Local Voters Push for Higher Minimum Wage

Sara Nowlin |

Election Day marked a great victory for working people across the country, and it’s only the beginning. Voters in Albuquerque, N.M., San Jose and Long Beach Calif. chose to increase wages for the lowest-paid workers in their communities. In the absence of national minimum wage legislation, voters in individual communities are calling for an increase in the minimum wage for their lowest-paid neighbors, and telling local leaders a higher minimum wage is necessary to create economic recovery and help working families make ends meet.

Min Wage logoAlbuquerque’s minimum wage will increase from $7.50 to $8.50 an hour and will be automatically adjusted for inflation in subsequent years. In an effort supported by IWJ's affiliate in San Jose, the Interfaith Council on Economics and Justice, voters approved a measure to raise the minimum wage from $8 to $10 an hour. In Long Beach, the minimum wage for hotel workers was raised to $13 an hour; workers will be guaranteed five paid sick days a year as well.
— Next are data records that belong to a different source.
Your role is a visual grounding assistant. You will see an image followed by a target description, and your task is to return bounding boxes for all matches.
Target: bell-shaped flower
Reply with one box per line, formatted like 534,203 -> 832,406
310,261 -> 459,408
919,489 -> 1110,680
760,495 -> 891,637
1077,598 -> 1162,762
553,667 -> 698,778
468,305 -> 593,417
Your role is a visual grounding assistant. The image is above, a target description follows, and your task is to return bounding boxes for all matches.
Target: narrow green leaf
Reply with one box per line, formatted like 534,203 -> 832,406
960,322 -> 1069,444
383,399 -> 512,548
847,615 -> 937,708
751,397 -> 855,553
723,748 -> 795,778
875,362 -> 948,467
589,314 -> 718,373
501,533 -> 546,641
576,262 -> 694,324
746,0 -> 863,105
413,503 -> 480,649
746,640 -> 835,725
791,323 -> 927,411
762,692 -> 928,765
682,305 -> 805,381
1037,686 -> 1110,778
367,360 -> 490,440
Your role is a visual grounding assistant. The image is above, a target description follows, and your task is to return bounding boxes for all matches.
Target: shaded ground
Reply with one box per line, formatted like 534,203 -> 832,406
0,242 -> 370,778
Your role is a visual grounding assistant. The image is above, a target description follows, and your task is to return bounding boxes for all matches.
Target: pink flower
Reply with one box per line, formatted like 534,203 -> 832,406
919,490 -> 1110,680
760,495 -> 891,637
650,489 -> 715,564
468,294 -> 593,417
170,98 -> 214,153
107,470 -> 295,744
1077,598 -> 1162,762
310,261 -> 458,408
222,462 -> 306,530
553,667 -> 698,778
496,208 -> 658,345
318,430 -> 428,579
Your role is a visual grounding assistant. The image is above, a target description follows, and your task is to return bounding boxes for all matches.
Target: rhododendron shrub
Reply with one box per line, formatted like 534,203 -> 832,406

Sixty percent of voters supported these ballot initiatives, and a national poll conducted by Lake Research discovered that 73 percent of likely U.S. voters support increasing the federal minimum wage to $10 an hour. If the minimum wage had kept up with inflation over the past 40 years, it would be $10.55 an hour.

In 2013, IWJ and our affiliates will continue their work to increase the minimum wage in states throughout the country. As the cost of housing and goods continues to rise across the country, working people need adequate wages to keep their families out of poverty.